Ed infine lui, il direttore d'orchestra, il C.T.,  il padre e protettore della compagnia, il mitico Enzo Bearzot. Aveva ereditato da Fulvio Bernardini la predilezione per i piedi buoni, e poi aveva continuato da solo, basando le sue scelte sulla imprescindibilità di alcuni requisiti di carattere, di personalità e di affidabilità. Aveva dato prova di sé al Mondiale del 1978, mettendo in campo una squadra a detta di molti ancor più forte di quella dell'82. Per tener fede alle sue priorità nel '78 aveva mandato in campo un Cabrini poco più che adolescente ed un Paolo Rossi anch'egli giovanissimo, lasciando fuori colonne portanti come Maldera e Graziani, ed anche nell'82 riprese Rossi dopo una lunga squalifica e lasciò fuori il capocannoniere pluridecorato Roberto Pruzzo, al pari del pluriosannato ed invocato Beccalossi.

Ma Enzo Bearzot non era solo un grande gestore di uomini.
La sua grandezza di uomo e di condottiero era pari alla sua abilità tattica. In un'epoca di calcio italiano troppo frettolosamente tacciato come difensivista, Bearzot affrontò il Brasile stellare di Zico, Falcao, Eder, Socrates, con due punte di ruolo come Rossi e Graziani e due fantasisti come Antognoni e Conti.
Non solo! Fissata la marcatura di Gentile su Zico, ebbe una trovata tanto geniale quanto coraggiosa visto il calibro degli avversari: schierò la squadra con il solo Tardelli in mezzo al campo, Oriali e Graziani sulle fasce, Conti e Antognoni fantasisti, e Rossi a fare anche il centravanti di manovra. Praticamente abbiamo fatto possesso palla contro i migliori palleggiatori del mondo. Una cosa incredibile per gli stessi brasiliani. Una cosa simile si era verificata anche con l'Argentina di Maradona, mentre con la Germania Bearzot sorprese ancora tutti, affrontando i corazzieri tedeschi sul loro stesso piano, la fisicità. Dopo aver verificato fino all'ultimo che Antognoni non fosse in grado di rientrare dall'infortunio, non lo sostituì con un pari ruolo, ma con un difensore, l'eccellente Bergomi, che mandò in marcatura fissa su Rumenigge, mentre Gentile prendeva in consegna Littbarski, ed il tenace Oriali andava a rendere più robusto il centrocampo guidato da Tardelli. La forza fisica si dimostrò la carta vincente in quella finale. Raccontano che alla fine del primo tempo la squadra era avvilita per il rigore appena sbagliato da Cabrini, ma si riprese quando qualcuno fece notare che i tedeschi stavano per cedere sul piano fisico, e così fu.

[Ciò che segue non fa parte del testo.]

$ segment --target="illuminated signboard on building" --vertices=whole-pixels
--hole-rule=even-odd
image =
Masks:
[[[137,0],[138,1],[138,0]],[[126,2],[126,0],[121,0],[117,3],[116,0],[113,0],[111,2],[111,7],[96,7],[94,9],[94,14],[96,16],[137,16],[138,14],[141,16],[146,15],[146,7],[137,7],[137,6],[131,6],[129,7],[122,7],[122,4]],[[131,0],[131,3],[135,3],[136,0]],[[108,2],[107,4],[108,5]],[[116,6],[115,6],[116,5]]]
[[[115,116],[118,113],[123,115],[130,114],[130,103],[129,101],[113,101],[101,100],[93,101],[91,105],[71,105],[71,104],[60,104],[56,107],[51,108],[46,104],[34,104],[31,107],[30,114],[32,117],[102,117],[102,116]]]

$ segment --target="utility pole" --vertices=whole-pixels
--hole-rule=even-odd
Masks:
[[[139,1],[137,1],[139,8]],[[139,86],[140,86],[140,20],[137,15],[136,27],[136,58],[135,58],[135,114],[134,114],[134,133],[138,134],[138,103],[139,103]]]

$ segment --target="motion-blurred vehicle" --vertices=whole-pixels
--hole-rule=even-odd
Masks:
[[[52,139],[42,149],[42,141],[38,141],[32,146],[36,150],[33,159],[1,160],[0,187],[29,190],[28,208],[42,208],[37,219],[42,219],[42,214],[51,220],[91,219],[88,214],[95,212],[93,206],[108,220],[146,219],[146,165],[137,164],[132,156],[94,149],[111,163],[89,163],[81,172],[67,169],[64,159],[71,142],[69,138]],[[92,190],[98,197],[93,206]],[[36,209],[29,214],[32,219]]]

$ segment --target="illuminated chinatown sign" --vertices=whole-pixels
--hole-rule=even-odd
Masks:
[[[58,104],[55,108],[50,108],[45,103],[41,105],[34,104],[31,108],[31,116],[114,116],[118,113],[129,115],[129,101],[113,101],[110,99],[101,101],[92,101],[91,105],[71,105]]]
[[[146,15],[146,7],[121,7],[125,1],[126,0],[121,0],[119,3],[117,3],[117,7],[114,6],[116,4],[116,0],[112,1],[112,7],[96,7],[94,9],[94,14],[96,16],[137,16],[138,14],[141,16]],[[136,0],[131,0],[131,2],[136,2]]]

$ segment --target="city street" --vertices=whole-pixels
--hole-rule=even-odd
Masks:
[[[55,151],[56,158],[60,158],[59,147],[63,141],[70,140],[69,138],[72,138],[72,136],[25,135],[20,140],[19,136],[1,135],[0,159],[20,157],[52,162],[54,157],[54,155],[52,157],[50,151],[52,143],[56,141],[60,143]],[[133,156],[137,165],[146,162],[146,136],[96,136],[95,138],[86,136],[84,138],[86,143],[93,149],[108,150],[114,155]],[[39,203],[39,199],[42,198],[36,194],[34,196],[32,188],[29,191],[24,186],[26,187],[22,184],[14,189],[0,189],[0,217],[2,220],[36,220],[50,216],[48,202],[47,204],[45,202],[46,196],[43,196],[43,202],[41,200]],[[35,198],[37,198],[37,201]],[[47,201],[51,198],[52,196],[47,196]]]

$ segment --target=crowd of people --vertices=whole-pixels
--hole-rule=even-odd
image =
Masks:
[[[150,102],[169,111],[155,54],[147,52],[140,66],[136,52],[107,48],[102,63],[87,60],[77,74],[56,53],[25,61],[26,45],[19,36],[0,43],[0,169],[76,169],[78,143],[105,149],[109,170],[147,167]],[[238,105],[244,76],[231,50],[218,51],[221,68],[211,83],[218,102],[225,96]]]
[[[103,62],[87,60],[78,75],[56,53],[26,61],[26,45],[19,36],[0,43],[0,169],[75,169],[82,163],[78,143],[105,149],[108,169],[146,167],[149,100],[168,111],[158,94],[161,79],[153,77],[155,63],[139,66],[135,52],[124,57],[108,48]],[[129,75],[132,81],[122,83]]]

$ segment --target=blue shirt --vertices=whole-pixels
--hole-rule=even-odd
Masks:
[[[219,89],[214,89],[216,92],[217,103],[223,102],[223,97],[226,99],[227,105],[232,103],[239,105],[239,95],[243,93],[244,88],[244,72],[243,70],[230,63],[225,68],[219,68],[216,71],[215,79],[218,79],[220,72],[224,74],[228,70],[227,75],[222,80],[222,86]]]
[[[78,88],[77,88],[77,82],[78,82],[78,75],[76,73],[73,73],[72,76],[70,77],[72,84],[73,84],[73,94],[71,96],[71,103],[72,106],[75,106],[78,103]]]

Per chi non lo avesse ancora compreso, la sera dell'11 luglio 1982 fu definitivamente chiaro al mondo che il Vecio aveva ragione in tutto.

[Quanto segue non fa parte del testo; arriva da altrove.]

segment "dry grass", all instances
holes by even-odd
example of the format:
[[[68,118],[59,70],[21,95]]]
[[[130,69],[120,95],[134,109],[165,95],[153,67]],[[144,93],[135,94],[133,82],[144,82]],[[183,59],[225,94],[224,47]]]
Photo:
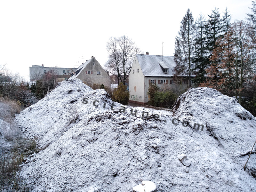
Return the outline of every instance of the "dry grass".
[[[70,114],[68,116],[68,120],[69,121],[69,124],[71,124],[72,123],[76,121],[76,120],[79,117],[79,114],[76,109],[76,108],[74,105],[72,106],[68,111]]]
[[[35,140],[24,138],[14,118],[20,106],[13,101],[0,98],[0,191],[25,192],[30,190],[20,176],[24,157],[37,152]],[[11,145],[11,146],[10,145]]]

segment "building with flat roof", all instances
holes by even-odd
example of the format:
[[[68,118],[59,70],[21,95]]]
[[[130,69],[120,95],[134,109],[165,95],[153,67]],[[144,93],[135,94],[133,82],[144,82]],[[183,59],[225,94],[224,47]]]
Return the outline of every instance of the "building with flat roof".
[[[61,78],[70,76],[71,74],[76,71],[77,68],[73,68],[46,67],[42,65],[34,65],[29,67],[29,79],[31,83],[35,82],[37,80],[42,79],[43,75],[49,73],[52,75],[57,75],[58,78]]]

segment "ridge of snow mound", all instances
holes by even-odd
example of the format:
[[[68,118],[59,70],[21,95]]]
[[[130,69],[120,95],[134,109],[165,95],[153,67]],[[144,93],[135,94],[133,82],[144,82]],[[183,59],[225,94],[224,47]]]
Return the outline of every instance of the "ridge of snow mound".
[[[70,124],[67,119],[74,106],[79,116]],[[21,175],[33,192],[132,192],[139,180],[152,181],[162,192],[256,189],[255,178],[241,165],[253,143],[245,146],[247,141],[238,138],[235,143],[228,137],[232,132],[218,140],[206,128],[184,126],[181,116],[174,124],[171,112],[122,106],[104,90],[93,90],[75,79],[62,82],[31,108],[17,118],[24,134],[37,137],[43,148],[22,164]],[[203,122],[198,115],[195,120]],[[246,130],[242,128],[239,131]],[[219,130],[224,131],[214,130],[216,137]],[[255,135],[244,133],[249,140],[251,133]],[[235,148],[239,145],[244,149],[239,153]],[[179,160],[180,154],[189,167]],[[252,168],[252,161],[247,164]]]
[[[88,99],[88,103],[84,104],[84,98]],[[98,101],[95,104],[99,106],[97,108],[93,105],[96,100]],[[76,107],[79,115],[78,122],[85,114],[88,115],[86,117],[88,120],[99,110],[109,109],[112,102],[104,90],[93,90],[78,79],[68,79],[59,83],[36,104],[22,111],[19,115],[19,123],[22,125],[22,132],[25,135],[40,139],[40,146],[43,148],[68,130],[72,106]],[[106,104],[103,108],[104,103]]]
[[[197,131],[194,128],[195,123],[204,125],[204,130],[232,157],[250,152],[256,139],[251,136],[256,135],[256,118],[235,98],[215,89],[190,88],[180,96],[173,109],[173,116],[188,121],[193,131]]]

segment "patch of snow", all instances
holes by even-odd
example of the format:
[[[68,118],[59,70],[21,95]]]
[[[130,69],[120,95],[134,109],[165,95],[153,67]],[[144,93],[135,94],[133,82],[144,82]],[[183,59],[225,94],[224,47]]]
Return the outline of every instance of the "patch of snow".
[[[25,135],[36,138],[42,149],[42,155],[23,164],[22,175],[32,191],[45,191],[48,185],[54,191],[131,192],[140,180],[160,191],[256,190],[251,175],[255,154],[247,165],[250,171],[243,168],[248,156],[236,157],[251,149],[256,120],[235,99],[209,88],[190,89],[179,97],[173,116],[128,106],[124,112],[112,103],[103,90],[69,79],[17,116]],[[72,106],[79,117],[70,124]],[[149,115],[142,119],[143,111]],[[194,129],[194,123],[204,124],[203,131]],[[181,164],[181,154],[189,157],[189,167]]]

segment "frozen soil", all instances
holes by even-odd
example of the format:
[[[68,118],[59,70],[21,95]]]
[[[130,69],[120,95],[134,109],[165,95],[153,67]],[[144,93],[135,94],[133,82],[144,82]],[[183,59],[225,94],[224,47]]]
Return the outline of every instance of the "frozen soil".
[[[143,180],[157,191],[256,191],[255,154],[243,167],[256,119],[235,99],[191,89],[173,114],[128,106],[124,112],[115,102],[112,109],[112,103],[104,90],[69,79],[18,116],[24,135],[44,149],[22,164],[33,191],[132,192]],[[70,124],[72,106],[79,116]],[[148,116],[142,119],[143,111]],[[181,154],[188,167],[178,159]]]

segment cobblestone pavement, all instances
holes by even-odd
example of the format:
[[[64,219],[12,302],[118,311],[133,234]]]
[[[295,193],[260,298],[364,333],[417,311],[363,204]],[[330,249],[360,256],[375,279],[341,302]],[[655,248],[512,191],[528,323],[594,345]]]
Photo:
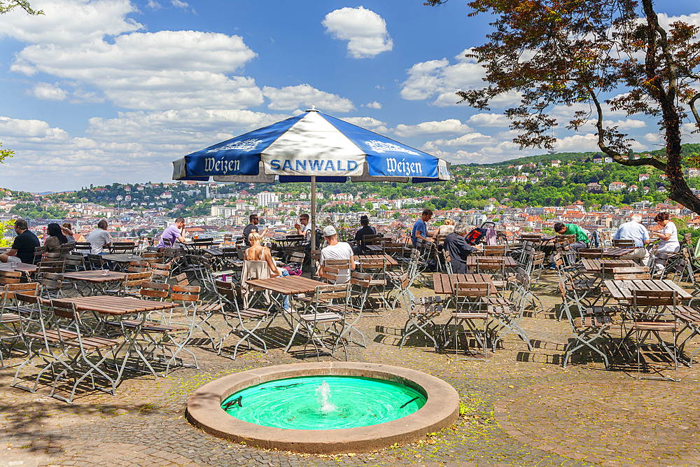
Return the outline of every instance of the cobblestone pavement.
[[[294,346],[291,354],[272,347],[267,354],[239,349],[234,361],[197,339],[191,348],[199,369],[178,368],[158,379],[130,375],[115,396],[86,388],[73,404],[48,397],[48,380],[34,394],[10,387],[22,361],[14,352],[0,370],[0,466],[700,466],[700,365],[680,369],[679,382],[643,380],[624,367],[606,370],[601,359],[582,351],[564,370],[569,325],[556,319],[553,287],[538,295],[545,311],[528,313],[522,322],[535,349],[511,335],[486,362],[435,353],[418,337],[400,350],[403,308],[363,317],[368,347],[350,346],[351,361],[428,372],[452,384],[466,407],[457,424],[421,442],[318,456],[260,450],[206,435],[183,418],[194,389],[224,375],[314,361],[316,355],[301,354],[302,346]],[[444,314],[436,321],[447,319]],[[270,333],[284,342],[291,334],[282,321],[273,323]],[[224,354],[232,351],[233,343],[227,341]],[[339,352],[321,360],[340,357]],[[22,376],[36,370],[27,368]]]

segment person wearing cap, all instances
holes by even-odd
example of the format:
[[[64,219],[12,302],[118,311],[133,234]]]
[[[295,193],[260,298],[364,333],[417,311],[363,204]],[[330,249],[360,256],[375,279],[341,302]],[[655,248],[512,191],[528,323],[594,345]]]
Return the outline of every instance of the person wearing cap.
[[[323,237],[328,242],[328,246],[321,251],[321,264],[316,274],[321,275],[323,272],[323,264],[326,260],[351,260],[350,271],[355,270],[355,262],[353,257],[352,247],[346,242],[338,242],[338,234],[335,228],[328,225],[323,229]],[[350,281],[350,271],[340,270],[338,272],[338,279],[336,284],[346,284]]]
[[[365,235],[377,235],[377,229],[370,225],[370,219],[367,216],[362,216],[360,218],[360,225],[362,225],[362,228],[355,234],[355,246],[353,247],[356,255],[365,252],[365,242],[362,241]]]

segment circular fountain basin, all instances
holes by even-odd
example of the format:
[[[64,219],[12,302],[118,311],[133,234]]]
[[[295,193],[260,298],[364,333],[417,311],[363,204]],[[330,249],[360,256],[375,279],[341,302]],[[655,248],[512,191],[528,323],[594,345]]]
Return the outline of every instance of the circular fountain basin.
[[[310,377],[318,379],[309,380]],[[359,379],[369,386],[356,391],[346,388],[349,392],[344,392],[346,389],[341,391],[337,385],[338,382],[354,379]],[[327,402],[335,407],[319,414],[322,393],[316,390],[323,381],[328,382],[330,388]],[[290,386],[298,383],[298,386]],[[308,386],[307,389],[311,392],[304,393],[302,388],[298,388],[298,394],[290,393],[289,397],[281,399],[272,393],[284,393],[288,389],[304,385]],[[262,393],[265,391],[270,395]],[[391,394],[386,396],[384,392]],[[353,393],[354,396],[349,396]],[[267,408],[253,403],[255,398],[253,395],[256,393],[258,400],[266,403]],[[377,397],[372,398],[372,393]],[[240,396],[242,403],[239,406],[234,401]],[[398,403],[399,401],[401,403]],[[370,402],[374,408],[370,408]],[[405,406],[401,407],[404,404]],[[239,412],[244,407],[250,417]],[[405,409],[408,414],[404,415]],[[374,419],[374,415],[386,415],[384,412],[391,412],[389,421],[372,423],[379,421]],[[251,446],[336,454],[370,451],[395,442],[422,439],[428,433],[454,423],[458,412],[457,392],[430,375],[387,365],[330,362],[267,367],[220,378],[192,393],[188,400],[186,416],[191,424],[207,433]],[[307,415],[309,415],[308,419]],[[339,428],[347,426],[345,419],[351,415],[355,420],[354,427]],[[299,419],[295,422],[296,419]],[[323,426],[324,419],[332,423]]]

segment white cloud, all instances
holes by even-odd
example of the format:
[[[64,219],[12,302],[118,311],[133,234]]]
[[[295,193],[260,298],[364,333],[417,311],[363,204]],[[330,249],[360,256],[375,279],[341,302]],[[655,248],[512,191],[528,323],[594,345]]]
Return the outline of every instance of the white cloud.
[[[458,148],[465,146],[492,143],[493,141],[493,139],[488,135],[482,134],[481,133],[468,133],[453,139],[441,139],[429,141],[423,147],[424,148],[424,151],[435,151],[440,147]]]
[[[126,18],[136,11],[129,0],[43,0],[31,6],[43,10],[44,14],[29,16],[15,8],[0,15],[0,37],[62,48],[144,29],[143,25]]]
[[[438,106],[456,105],[455,92],[484,85],[484,68],[473,58],[465,57],[470,49],[455,56],[457,62],[450,64],[447,58],[416,63],[407,71],[408,78],[402,83],[401,97],[407,100],[430,99]]]
[[[356,125],[363,128],[371,129],[378,133],[386,132],[386,122],[372,118],[372,117],[343,117],[340,120]]]
[[[498,113],[475,113],[469,118],[467,123],[475,127],[507,127],[510,125],[510,120]]]
[[[31,94],[37,99],[46,101],[62,101],[68,92],[49,83],[37,83],[31,88]]]
[[[337,94],[321,91],[308,84],[287,86],[278,89],[265,86],[262,94],[270,100],[272,110],[293,111],[300,106],[316,109],[324,112],[349,112],[355,110],[352,101]]]
[[[457,134],[473,131],[458,120],[450,118],[441,122],[423,122],[418,125],[397,125],[393,133],[398,137],[416,137],[435,134]]]
[[[85,83],[127,109],[246,107],[261,104],[262,92],[253,78],[226,74],[254,57],[238,36],[160,31],[119,36],[113,43],[29,46],[10,69]]]
[[[348,55],[353,58],[372,58],[393,47],[386,22],[362,6],[331,11],[321,24],[333,39],[349,41]]]

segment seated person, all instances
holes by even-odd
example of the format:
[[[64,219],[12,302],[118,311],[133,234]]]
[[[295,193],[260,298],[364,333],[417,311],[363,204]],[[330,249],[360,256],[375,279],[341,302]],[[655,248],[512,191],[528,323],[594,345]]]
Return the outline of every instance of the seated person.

Negli anni seguenti Bearzot rivelò uno dei suoi segreti: una grande attenzione, uno studio minuzioso degli avversari, sempre, come la fedeltà alla regola sacrosanta del "prima non prenderle". Segno di umiltà e di grandezza, come la Nazionale forgiata a sua immagine e somiglianza.

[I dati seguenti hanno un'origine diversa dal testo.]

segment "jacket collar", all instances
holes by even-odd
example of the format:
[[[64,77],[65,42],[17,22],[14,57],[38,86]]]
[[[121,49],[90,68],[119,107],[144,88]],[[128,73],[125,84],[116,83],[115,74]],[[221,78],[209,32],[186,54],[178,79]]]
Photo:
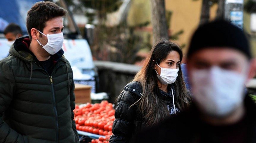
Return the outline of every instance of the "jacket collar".
[[[168,93],[167,93],[164,91],[159,89],[160,93],[164,96],[169,98],[170,95],[172,95],[171,89],[173,88],[173,86],[172,84],[169,84],[168,85]],[[173,95],[175,95],[176,93],[175,90],[174,90],[174,89],[173,89]],[[124,90],[126,91],[135,93],[139,97],[141,96],[143,93],[142,87],[141,86],[141,84],[140,82],[138,81],[133,81],[129,83],[124,87]]]

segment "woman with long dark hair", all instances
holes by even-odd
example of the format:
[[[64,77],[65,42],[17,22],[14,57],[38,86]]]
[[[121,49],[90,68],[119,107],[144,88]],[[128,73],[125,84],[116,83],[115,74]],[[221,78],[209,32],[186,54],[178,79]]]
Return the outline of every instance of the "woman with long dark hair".
[[[145,65],[117,99],[110,142],[128,142],[142,129],[187,108],[188,95],[180,68],[182,51],[168,40],[158,41]]]

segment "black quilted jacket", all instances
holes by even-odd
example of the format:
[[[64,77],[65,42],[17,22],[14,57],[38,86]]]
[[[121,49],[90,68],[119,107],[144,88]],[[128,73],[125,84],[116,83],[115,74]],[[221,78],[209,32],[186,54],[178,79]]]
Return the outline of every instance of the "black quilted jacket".
[[[171,85],[170,85],[171,87]],[[167,104],[173,106],[172,96],[161,91],[161,95],[166,98],[165,99],[167,100]],[[114,135],[110,138],[110,143],[129,142],[135,135],[146,127],[145,121],[138,112],[137,107],[129,108],[139,99],[142,92],[140,83],[134,81],[125,86],[118,96],[115,113],[116,119],[112,129]],[[175,95],[175,92],[173,94]]]

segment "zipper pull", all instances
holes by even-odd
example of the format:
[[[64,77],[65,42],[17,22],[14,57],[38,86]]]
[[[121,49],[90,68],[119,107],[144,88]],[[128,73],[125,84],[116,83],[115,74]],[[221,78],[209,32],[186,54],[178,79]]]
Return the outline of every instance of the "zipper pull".
[[[51,75],[50,76],[50,80],[51,81],[51,84],[53,83],[53,82],[52,81],[52,77]]]

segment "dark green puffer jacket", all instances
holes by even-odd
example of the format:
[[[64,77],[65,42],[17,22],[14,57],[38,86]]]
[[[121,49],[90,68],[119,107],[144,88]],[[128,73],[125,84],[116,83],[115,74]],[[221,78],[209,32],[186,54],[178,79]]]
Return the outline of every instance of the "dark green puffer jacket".
[[[48,75],[30,43],[28,37],[16,40],[0,61],[0,142],[78,142],[70,64],[61,50],[52,56]]]

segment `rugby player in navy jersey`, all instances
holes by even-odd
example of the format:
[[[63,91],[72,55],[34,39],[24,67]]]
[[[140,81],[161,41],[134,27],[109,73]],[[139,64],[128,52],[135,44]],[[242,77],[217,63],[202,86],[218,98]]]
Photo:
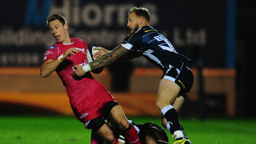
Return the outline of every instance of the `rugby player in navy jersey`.
[[[163,70],[156,102],[156,108],[161,112],[162,125],[175,138],[174,144],[191,143],[180,124],[178,112],[194,82],[190,69],[192,61],[178,53],[168,40],[149,26],[150,16],[147,9],[133,7],[128,15],[127,26],[131,34],[112,51],[84,66],[75,66],[77,68],[72,76],[82,76],[118,59],[143,56]]]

L'ultima immagine del mitico e indimenticabile Mundial 82 è quella di Enzo Bearzot che nell'aereo di ritorno dalla Spagna gioca a carte con il Presidente della Repubblica Sandro Pertini. Contro, dall'altra parte del tavolo, ci sono Franco Causio e Dino Zoff, gli uomini più fidati del C.T.. Non so a cosa giocassero, ma a quel tavolo erano seduti i più alti valori del calcio di tutti i tempi, allo stesso livello della massima carica dello Stato. Una cosa del genere non la vedremo più.